Oltre ai vari oppositori alla legge contro l’immigrazione voluta dalla governatrice repubblicana Jan Brewer, la famosa legge SB 1070, a finire sotto al mirino delle minacce è lo sceriffo della Contea di Maricopa, Joe Arpaio, noto per il suo brutale trattamento degli immigranti illegali. Sulla sua testa lo scorso agosto è stata posta una taglia di un milione di dollari, ma per i motivi opposti che hanno portato al ferimento di Gabrielle Giffords.
Lo sceriffo non ha sottovalutato la minaccia, ma, ha detto, ”la cosa non mi turba più di tanto. Non c’è molto che possa fare”. l’ultima intimidazione gli è arrivata dal Messico un mese fa. “Vogliono uccidermi e non è che non ci stiano provando”, ha dichiarato. E cosa intende fare? “Niente”, ha risposto, “che posso fare? Dimettermi e andare a dirigere il traffico in qualche idilliaca cittadina del nord? Macchè. Io sono un poliziotto, è il mio lavoro.

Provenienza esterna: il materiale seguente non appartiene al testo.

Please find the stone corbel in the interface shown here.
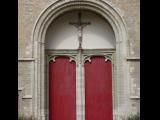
[83,54,112,64]
[48,55,76,63]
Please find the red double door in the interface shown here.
[49,57,112,120]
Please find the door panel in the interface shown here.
[49,57,76,120]
[85,57,112,120]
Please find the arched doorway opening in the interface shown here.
[33,0,127,120]
[45,10,116,120]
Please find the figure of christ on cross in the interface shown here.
[69,12,91,49]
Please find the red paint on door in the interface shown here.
[85,57,112,120]
[49,57,76,120]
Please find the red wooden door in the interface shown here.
[85,57,112,120]
[49,57,76,120]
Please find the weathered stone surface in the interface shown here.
[18,0,140,120]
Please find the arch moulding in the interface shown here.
[32,0,127,120]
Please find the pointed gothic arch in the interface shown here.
[32,0,128,120]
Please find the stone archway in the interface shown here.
[32,0,127,120]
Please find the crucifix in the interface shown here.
[69,12,91,49]
[69,12,91,120]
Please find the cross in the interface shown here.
[69,12,91,49]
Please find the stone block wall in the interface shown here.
[18,0,140,120]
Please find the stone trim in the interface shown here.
[126,57,140,61]
[18,58,35,62]
[22,95,32,99]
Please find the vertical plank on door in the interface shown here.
[85,56,113,120]
[49,57,76,120]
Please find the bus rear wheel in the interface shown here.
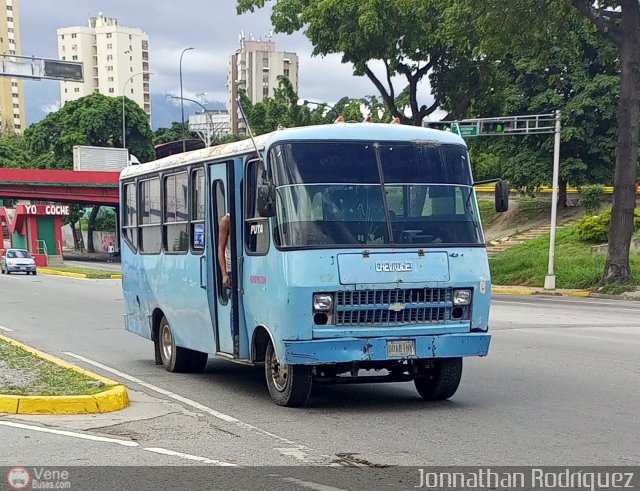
[157,317,191,372]
[413,358,462,401]
[264,341,313,407]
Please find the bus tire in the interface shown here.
[413,358,462,401]
[264,340,313,407]
[158,316,191,372]
[189,350,209,373]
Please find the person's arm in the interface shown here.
[218,215,231,288]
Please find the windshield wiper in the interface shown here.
[373,143,395,244]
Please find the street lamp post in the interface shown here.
[296,99,335,109]
[167,94,215,147]
[180,48,194,152]
[122,72,152,148]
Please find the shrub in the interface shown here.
[580,184,604,215]
[577,209,640,242]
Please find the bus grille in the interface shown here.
[335,288,452,326]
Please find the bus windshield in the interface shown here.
[269,142,484,248]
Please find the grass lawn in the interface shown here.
[45,266,118,279]
[489,226,640,294]
[0,339,108,396]
[478,198,500,230]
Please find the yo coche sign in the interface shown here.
[24,205,69,215]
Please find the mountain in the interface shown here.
[24,80,227,131]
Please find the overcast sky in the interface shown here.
[19,0,418,123]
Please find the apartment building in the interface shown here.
[57,14,151,117]
[0,0,26,134]
[227,34,299,133]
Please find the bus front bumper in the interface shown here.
[284,332,491,365]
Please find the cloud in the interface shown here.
[40,100,62,116]
[20,0,444,127]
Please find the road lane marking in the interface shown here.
[0,421,138,447]
[64,351,324,463]
[278,476,347,491]
[144,448,238,467]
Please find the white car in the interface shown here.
[0,249,37,275]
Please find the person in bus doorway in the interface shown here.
[107,242,116,263]
[218,213,233,337]
[218,213,231,290]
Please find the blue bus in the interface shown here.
[120,123,508,406]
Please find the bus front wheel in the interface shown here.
[157,317,191,372]
[413,358,462,401]
[264,341,313,407]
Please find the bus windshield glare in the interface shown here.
[269,142,484,248]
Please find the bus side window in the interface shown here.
[244,159,270,256]
[211,179,229,305]
[191,168,206,253]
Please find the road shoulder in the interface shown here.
[0,335,129,414]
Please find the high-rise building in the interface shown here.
[0,0,25,133]
[57,14,151,116]
[227,34,298,133]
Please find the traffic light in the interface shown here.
[426,121,451,131]
[481,121,510,134]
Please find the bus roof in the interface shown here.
[120,123,465,179]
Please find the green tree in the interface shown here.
[0,135,32,169]
[25,93,155,169]
[237,0,491,125]
[482,0,640,284]
[25,93,155,252]
[472,12,619,205]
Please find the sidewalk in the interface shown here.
[491,285,593,297]
[491,285,640,301]
[64,251,121,273]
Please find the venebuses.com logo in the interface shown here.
[7,467,31,489]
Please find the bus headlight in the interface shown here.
[453,290,471,305]
[313,293,333,312]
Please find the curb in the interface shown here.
[38,268,122,280]
[491,286,592,297]
[38,268,87,278]
[0,335,129,414]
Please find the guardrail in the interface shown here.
[475,184,613,194]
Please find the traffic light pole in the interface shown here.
[544,111,560,290]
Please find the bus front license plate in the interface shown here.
[387,339,416,358]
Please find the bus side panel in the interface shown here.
[123,250,215,353]
[120,246,151,339]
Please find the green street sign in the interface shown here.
[458,124,478,137]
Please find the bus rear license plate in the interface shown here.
[387,339,416,358]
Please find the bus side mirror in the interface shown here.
[496,179,509,213]
[257,180,276,217]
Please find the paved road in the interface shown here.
[0,275,640,474]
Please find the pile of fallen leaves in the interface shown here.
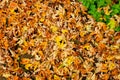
[0,0,120,80]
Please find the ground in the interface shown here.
[0,0,120,80]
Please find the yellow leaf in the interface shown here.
[3,73,11,78]
[55,36,66,48]
[54,75,61,80]
[63,56,75,66]
[62,29,68,34]
[40,18,45,22]
[33,62,39,71]
[41,42,47,49]
[25,64,32,70]
[109,62,116,70]
[51,26,58,32]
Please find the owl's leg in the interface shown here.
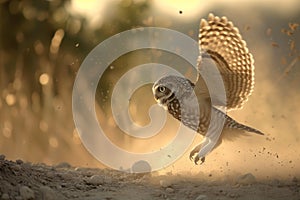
[190,137,221,165]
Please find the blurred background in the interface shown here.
[0,0,300,179]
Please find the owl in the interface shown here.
[152,14,263,164]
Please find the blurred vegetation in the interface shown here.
[0,0,162,162]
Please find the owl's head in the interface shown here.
[152,76,194,108]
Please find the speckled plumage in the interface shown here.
[153,14,262,164]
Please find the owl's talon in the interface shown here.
[194,155,205,165]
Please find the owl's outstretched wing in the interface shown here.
[197,14,254,110]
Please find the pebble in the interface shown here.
[16,159,24,165]
[166,187,174,193]
[195,194,207,200]
[86,175,103,185]
[1,193,10,200]
[0,155,5,160]
[237,173,256,185]
[39,186,63,200]
[20,186,35,200]
[159,180,172,188]
[55,162,71,168]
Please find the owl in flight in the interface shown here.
[152,14,263,164]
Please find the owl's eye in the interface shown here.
[157,86,166,93]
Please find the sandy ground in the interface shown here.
[0,155,300,200]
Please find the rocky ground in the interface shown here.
[0,155,300,200]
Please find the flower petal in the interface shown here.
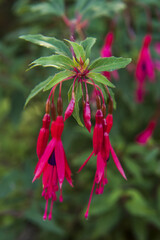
[64,151,73,187]
[55,140,65,188]
[78,151,94,173]
[109,142,127,180]
[32,138,56,182]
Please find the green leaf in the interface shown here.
[31,55,74,69]
[108,88,117,110]
[87,72,115,88]
[24,76,53,107]
[20,34,71,57]
[88,57,131,72]
[44,70,74,91]
[66,40,86,61]
[30,0,64,16]
[81,37,96,58]
[68,83,83,127]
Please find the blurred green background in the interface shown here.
[0,0,160,240]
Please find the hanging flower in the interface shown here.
[101,32,119,80]
[33,116,73,220]
[135,35,155,102]
[78,111,127,218]
[136,119,157,145]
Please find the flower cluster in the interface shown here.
[33,93,73,220]
[101,32,119,80]
[22,33,131,220]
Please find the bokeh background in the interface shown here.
[0,0,160,240]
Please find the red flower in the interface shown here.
[78,113,127,218]
[136,120,157,145]
[33,116,73,220]
[93,109,103,155]
[154,42,160,54]
[37,113,51,158]
[101,32,119,80]
[83,101,92,132]
[136,35,155,102]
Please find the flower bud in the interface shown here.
[93,109,103,155]
[106,114,113,134]
[37,113,51,158]
[64,97,75,121]
[101,119,110,162]
[83,102,91,132]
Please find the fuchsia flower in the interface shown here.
[83,101,92,132]
[135,35,155,102]
[33,116,73,220]
[37,113,51,158]
[154,42,160,54]
[78,109,127,218]
[136,119,157,145]
[101,32,119,80]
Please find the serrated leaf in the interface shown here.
[44,70,74,91]
[66,40,86,61]
[30,0,64,16]
[31,55,74,69]
[87,72,115,88]
[20,34,71,57]
[88,57,131,72]
[68,83,84,127]
[24,76,53,107]
[81,37,96,58]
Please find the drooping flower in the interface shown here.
[37,113,51,158]
[78,112,127,218]
[154,42,160,54]
[135,35,155,102]
[64,97,75,121]
[136,119,157,145]
[33,116,73,220]
[93,109,103,155]
[101,32,119,80]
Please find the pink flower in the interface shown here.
[64,96,75,121]
[83,102,92,132]
[37,113,51,158]
[78,113,127,218]
[93,109,103,155]
[33,116,73,220]
[101,32,119,80]
[135,35,155,102]
[136,120,157,145]
[154,42,160,54]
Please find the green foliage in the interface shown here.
[88,57,131,72]
[0,0,160,240]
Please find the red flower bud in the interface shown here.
[101,119,110,162]
[93,109,103,155]
[51,116,64,140]
[106,114,113,134]
[37,113,51,158]
[64,97,75,121]
[83,102,91,132]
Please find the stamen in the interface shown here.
[48,197,54,220]
[43,198,48,221]
[59,188,63,202]
[78,151,94,172]
[84,178,95,219]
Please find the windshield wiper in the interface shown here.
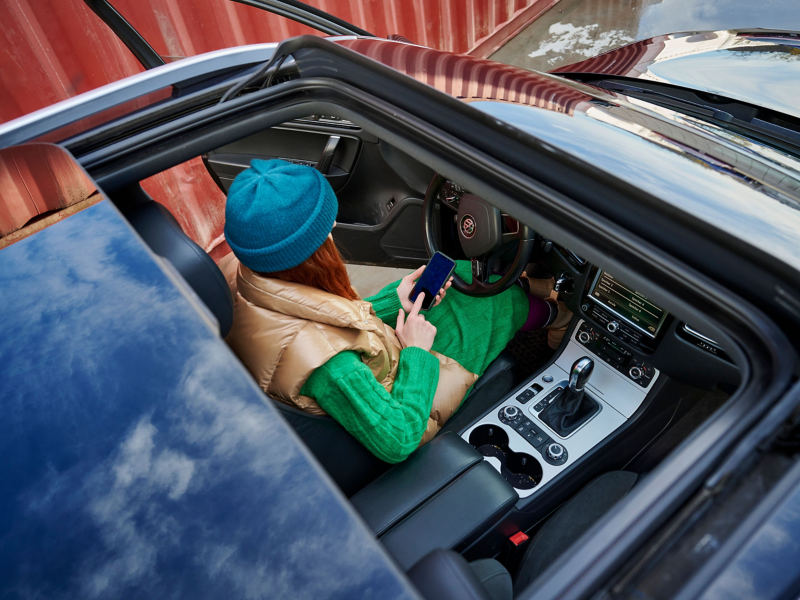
[588,79,800,152]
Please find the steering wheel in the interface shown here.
[422,174,536,296]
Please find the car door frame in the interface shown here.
[83,0,375,69]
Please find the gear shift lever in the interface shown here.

Le cose qui da noi vanno come vanno e bisogna conviverci”.
Lo sceriffo Arpaio è costantemente seguito da una scorta di due vice-sceriffi, ma incredibilmente non gira armato. ”Il cinturone con la pistola o il fucile a canne mozze intimidiscono la poca brava gente rimasta”, dice. Insomma, la figura dello sceriffo oggi non è più quello ad esempio di un John Wayne protagonista di un classico della cinematografia come “un dollaro d’onore”.
Il ruolo della sceriffo nell’America del terzo millenio è decisamente cambiato.